Leading providers in this space have recently secured substantial long-term contracts with hyperscalers. For instance, Nebius, a neocloud company based in Amsterdam, has entered into an agreement with Microsoft to provide GPU services valued at up to $19.4 billion through 2031, alongside a $3 billion, five-year deal with Meta. These long-dated contractual obligations generate predictable and stable cash flows, creating a strong foundation for securitizing computing power. This mirrors the established practice of data center operators issuing ABS and CMBS to fund their expansion in a highly competitive market. While high-profile securitization transactions based on these computing power contracts have yet to materialize on a large scale, industry insiders suggest that technology bankers are exploring such ABS deals, though specific details remain scarce.
However, the path to widespread securitization of AI-related assets is not without its challenges. Recent market sentiment has shown signs of strain, particularly in the equity capital markets, as investors reassess the sustainability of the massive AI-driven investments. Oracle’s stock experienced a significant decline of 43 percent from its September peak in late 2025, following its substantial $300 billion computing power deal with OpenAI, which spans five years. This shift in market perception has also been reflected in the derivatives market, with Oracle’s five-year credit default swap (CDS) soaring from approximately 37 basis points in July to 151.3 basis points in November 2025, reaching levels not seen since 2009.

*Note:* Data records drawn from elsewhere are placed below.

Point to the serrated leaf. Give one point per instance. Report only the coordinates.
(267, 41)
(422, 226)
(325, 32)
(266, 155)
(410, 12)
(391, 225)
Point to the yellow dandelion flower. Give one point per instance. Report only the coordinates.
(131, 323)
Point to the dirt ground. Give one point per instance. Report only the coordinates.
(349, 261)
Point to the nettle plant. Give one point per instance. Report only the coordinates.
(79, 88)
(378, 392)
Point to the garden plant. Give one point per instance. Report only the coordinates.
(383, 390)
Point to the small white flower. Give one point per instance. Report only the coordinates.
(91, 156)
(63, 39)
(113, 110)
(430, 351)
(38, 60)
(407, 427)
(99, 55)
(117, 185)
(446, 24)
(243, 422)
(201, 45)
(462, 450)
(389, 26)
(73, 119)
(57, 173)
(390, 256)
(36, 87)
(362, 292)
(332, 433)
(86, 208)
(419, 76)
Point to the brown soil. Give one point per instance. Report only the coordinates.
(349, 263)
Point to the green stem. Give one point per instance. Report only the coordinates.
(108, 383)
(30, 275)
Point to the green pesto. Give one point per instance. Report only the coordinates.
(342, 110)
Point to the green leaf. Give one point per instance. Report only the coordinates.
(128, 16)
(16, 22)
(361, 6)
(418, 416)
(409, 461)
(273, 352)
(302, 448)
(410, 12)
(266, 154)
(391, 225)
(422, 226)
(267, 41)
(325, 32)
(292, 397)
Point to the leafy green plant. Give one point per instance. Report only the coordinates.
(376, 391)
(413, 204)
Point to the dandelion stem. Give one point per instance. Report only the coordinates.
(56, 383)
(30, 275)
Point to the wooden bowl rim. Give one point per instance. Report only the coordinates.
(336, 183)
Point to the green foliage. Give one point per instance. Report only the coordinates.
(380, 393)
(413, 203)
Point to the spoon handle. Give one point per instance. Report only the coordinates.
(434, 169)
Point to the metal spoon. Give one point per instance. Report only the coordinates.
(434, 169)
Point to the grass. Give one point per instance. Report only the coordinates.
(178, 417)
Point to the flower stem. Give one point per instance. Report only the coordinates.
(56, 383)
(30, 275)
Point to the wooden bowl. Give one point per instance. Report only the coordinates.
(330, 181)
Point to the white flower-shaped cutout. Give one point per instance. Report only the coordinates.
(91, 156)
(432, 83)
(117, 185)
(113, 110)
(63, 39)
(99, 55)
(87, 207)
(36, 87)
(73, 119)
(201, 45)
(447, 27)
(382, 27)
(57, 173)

Concerns surrounding Oracle’s aggressive expansion strategy are twofold. Firstly, there is a perceived mismatch between the duration of Oracle’s lease commitments, which are expected to span 15 to 19 years, and the tenor of its contracted revenues, most of which are due within the next five years. This exposes Oracle to renewal risks and potential overcapacity if AI demand softens. Secondly, the company may face challenges with the depreciation of its Graphics Processing Units (GPUs) and the potential need for server upgrades mid-lease. While Oracle currently depreciates IT equipment over six years, similar to its peers, the long-term lifespan of GPUs remains an open question, especially given that cutting-edge AI models like ChatGPT have only been widely available for a few years. Similar pressures have impacted other players in the AI infrastructure sector, with CoreWeave and Nebius shares also experiencing significant declines from their respective peaks by the end of 2025.
Despite these sharp equity corrections, the broader outlook for AI infrastructure funding remains robust. Analysts at Goldman Sachs, for instance, expressed continued confidence in the sustainability of AI funding in December 2025. They highlighted that, in aggregate, 90 percent of AI capital expenditures to date have been financed by the operating cash flows of hyperscalers, with only 10 percent sourced from corporate debt. Notably, a significant portion of this corporate debt has been issued by Meta, a company whose credit ratings exceed those of the US government.
For computing power ABS and other more complex financing vehicles to achieve widespread adoption, clearer evidence of AI monetization will likely be a prerequisite. In the interim, the development of a viable business-to-business-to-consumer (B2B2C) model, where AI adoption demonstrably translates into enhanced productivity and margin expansion for end customers, could serve as a crucial catalyst. Once these underlying economic fundamentals are firmly established, computing power ABS deals could transition from niche instruments to mainstream financing options, diversifying the capital toolkit available to the burgeoning AI industry.